ライブへのリクエストで送信できるデータの最大量はどれくらいですか?
デフォルトでは、ライブは一度に最大 50MB のデータを受け入れます。この上限は設定可能です。詳細については、Palantir の担当者にお問い合わせください。
ライブデプロイメント用のモニターを作成できますか?
はい。ライブデプロイメントのアップタイムは、Data Health アプリケーションの監視ビューを通じて監視できます。
環境のカスタマイズの一部として、プライベートライブラリに加えてパブリックライブラリを含めることはできますか?
サブミッション環境にプライベートおよびパブリックライブラリをインポートすることができます。
インスタンス上でライブデプロイメントを作成できるユーザーを制限できますか?
はい。ライブデプロイメントの作成機能は、バッチデプロイメントの作成機能とは別に許可設定ができます。Palantir の担当者に相談してください。
Python モデルをスケールアップできますか?
はい、Foundry は現在、Palantir のコンテナインフラストラクチャ内でデプロイされた際にトラフィックのスケーリングを提供しています。
デフォルトでは、各デプロイメントは 2 つのレプリカで構成されており、アップグレード中にダウンタイムが発生しないようになっています。デフォルトの CPU とメモリの使用量も低く、低いデフォルトのコストプロファイルが得られます。

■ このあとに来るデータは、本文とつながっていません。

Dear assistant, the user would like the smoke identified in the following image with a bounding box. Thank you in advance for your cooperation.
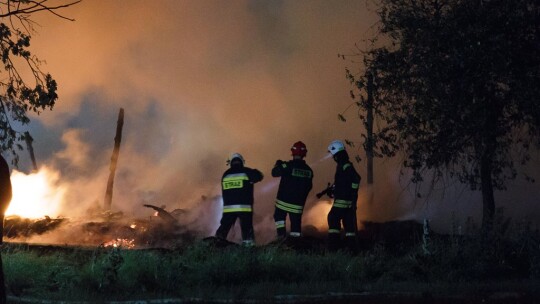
[2,0,540,243]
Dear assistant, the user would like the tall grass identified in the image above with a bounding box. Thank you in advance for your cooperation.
[2,222,540,301]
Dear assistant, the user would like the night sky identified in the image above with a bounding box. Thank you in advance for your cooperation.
[9,0,540,241]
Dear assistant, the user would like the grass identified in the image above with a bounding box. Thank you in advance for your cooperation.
[2,223,540,301]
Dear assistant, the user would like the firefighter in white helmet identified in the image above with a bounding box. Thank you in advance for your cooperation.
[328,140,360,252]
[272,141,313,239]
[216,153,263,246]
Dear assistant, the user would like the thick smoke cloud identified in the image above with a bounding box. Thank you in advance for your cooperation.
[5,0,540,241]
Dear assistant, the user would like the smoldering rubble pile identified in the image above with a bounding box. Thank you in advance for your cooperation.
[4,205,196,248]
[4,204,422,251]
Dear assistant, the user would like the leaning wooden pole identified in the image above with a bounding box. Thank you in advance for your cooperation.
[24,131,37,172]
[104,108,124,210]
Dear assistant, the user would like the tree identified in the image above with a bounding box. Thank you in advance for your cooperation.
[348,0,540,231]
[0,0,82,165]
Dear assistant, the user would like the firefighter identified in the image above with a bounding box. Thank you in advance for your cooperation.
[272,141,313,239]
[328,140,360,252]
[216,153,263,247]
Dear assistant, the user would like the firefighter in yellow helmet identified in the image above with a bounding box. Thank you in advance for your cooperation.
[328,140,360,252]
[216,153,263,246]
[272,141,313,239]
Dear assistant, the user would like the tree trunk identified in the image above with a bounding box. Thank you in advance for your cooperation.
[104,108,124,210]
[366,71,373,185]
[480,152,495,233]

これは、個別のデプロイメントに対して上書き設定が可能です。これにより、大規模なモデルや予想される負荷が高い場合に対応できます。また、デフォルトのプロファイルは、コントロールパネルを通じてすべてのライブデプロイメントに対して上書き設定することができます。
Python モデルを GPU で実行できますか?
はい。ただし、現在はベータ機能です。詳細については、Palantir の担当者にお問い合わせください。

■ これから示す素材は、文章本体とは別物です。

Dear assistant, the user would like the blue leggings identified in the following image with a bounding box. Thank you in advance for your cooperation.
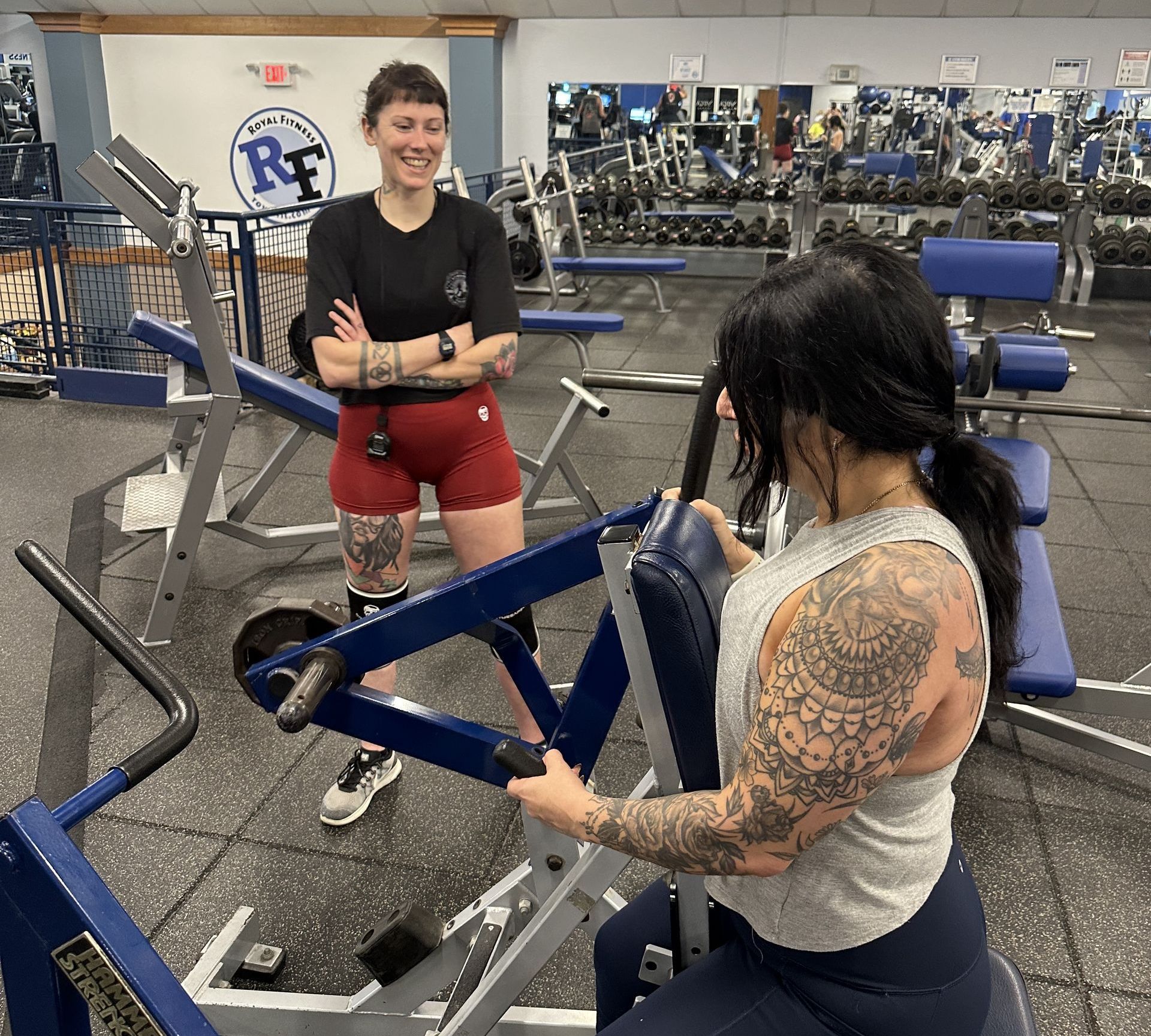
[595,842,991,1036]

デプロイメントをオフにしてコストの発生を停止できますか?
はい、ライブデプロイメントを無効にすることができます。これは、個別のデプロイメントページから行えます。
再び使用する準備ができたら、UI から再度有効化することもできます。ただし、再度有効化した後、デプロイメントは最新のリリースにアップグレードされます。

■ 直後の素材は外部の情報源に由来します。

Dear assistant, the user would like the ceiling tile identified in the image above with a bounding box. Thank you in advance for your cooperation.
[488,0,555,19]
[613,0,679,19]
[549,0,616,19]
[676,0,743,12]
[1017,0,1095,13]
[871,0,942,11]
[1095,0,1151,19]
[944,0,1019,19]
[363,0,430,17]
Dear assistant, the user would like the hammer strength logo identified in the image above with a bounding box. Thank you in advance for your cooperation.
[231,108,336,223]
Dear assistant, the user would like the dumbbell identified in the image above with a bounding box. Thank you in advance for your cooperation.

また、デプロイメントを削除することもできます。ただし、この操作は元に戻すことができず、同じ Target RID を維持することはできません。
Foundry ML Python モデルは外部 API にアクセスできますか?
はい。ただし、デフォルトでは有効になっていません。ネットワークイグレスを有効にし、ライブデプロイメントの設定を行うには、コントロールパネルで有効にし、設定する必要があります。
ライブデプロイメントリクエスト中にタイムアウトが発生しますか?
デフォルトのダイアログリードタイムアウトにより、5分間のタイムアウトが発生します。推論は同期処理であるため、この制限があります。